Somewhere...Beyond the Sleaze
Trip Start Nov 23, 2011
31Trip End Dec 29, 2011
Map your own trip!
Show trip route
Oddly, neither of us slept well . This happened when we stayed in the treehouse in the Thai primary rainforest last time we were in SE Asia. We honestly believe that our unwelcome, nocturnal energy boost may be the result of breathing air richer in oxygen than we have become accustomed to
The morning sun delivered a tranquil, hazy view of sand and surf to our beds through our open (seriously nothing but air) window. It’s hard to remember who we joined at the bar for breakfast, but last night’s convivial beer and food fest reduced the number of strangers on the island considerably. There are plenty of tables, but the bar is where friends are made and jokes can be aimed. More than likely we breakfasted with Matt and Moi whose steadfast stool occupation will no doubt leave their ass imprints enshrined in the cushions forever like footprints at Grauman’s Chinese. She’s an Asian with a British accent – we never get used to that kind of voice coming out of that kind of face – and he’s a 30-year-old geek (he reads capillary MRIs) served with a side of Rowan Atkinson-style Brit.
The three young, white restaurant/bar staffers (there is plenty more staff behind the scenes, but they are seen and not heard) are from Eugene, Oregon and are young hipster by way of wanderlust drop outs. There is Kate of the double-pierced lip, Lindsey of the dyspepsia-driven bi-polarity (seriously; her stomach really bothers her) and Travis, whose husky baring and Seth Rogan baritone should guarantee a wry, earthy wit
We have been decidely socialable and know many of the guests now, at least the ones that wish to be known – for instance, we will never know the thoughts that tickle the permanent, secret smiles onto the faces of the German lesbian couple, etc. Even though there is snorkeling equipment we can rent for a buck and a perfect little jungle hike we can take to the other side of the island (there have even been monkey sightings in there!) we opt for proving out the name, “Lazy Beach” and do nothing. Island nothing. Island nothing is a more aggressive form of nothing that requires the practitoner to recline in slothy vigilance, keeping look out for any sign of an activity approaching. The heat, the woozy intoxicants (combustable and otherwise), the sound of the waves cozying up to the shore in long, slow hugs, all serve as a perfect bullwark against the ever crafty enemy "Shit to Do."

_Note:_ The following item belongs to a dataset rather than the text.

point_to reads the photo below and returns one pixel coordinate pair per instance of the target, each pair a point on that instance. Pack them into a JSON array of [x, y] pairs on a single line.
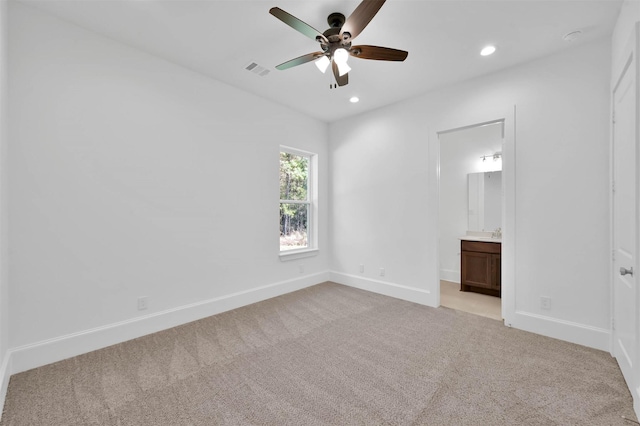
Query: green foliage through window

Dinnertime arrives in the iridescent, pink glow of a perfect sunset. Having requested seafood last night (per the rules) we are presented with the best fish dish we have ever had. The restaurant here is legend and deservedly so. We’re not sure of the fish’s actual variety, but it’s comparable to pompano and Ken, the Cambodian partner in ownership (the other is Chris, a Brit who we met in town before disembarking for the island), caught it hours before it was maginifciently prepared, served and vanished. Ken also built the huts, designed the menu and installed all the electric. Ken is an amazing man who has easily earned the nickname, ‘Ken Do.'
We sit and talk and drink until the only level of inertness still unexplored is sleep, And even here we bring our A game and pop an Ambien CR. Take that clean air! The pill gives us about 20 min to hit giving us enough time to recover from a chilly shower (no hot water, but if Thurston and Lovey Howell could take it, we can!) and prepare for bed. The mosquito net surrounds us like a cloudy dream and we suh-leep!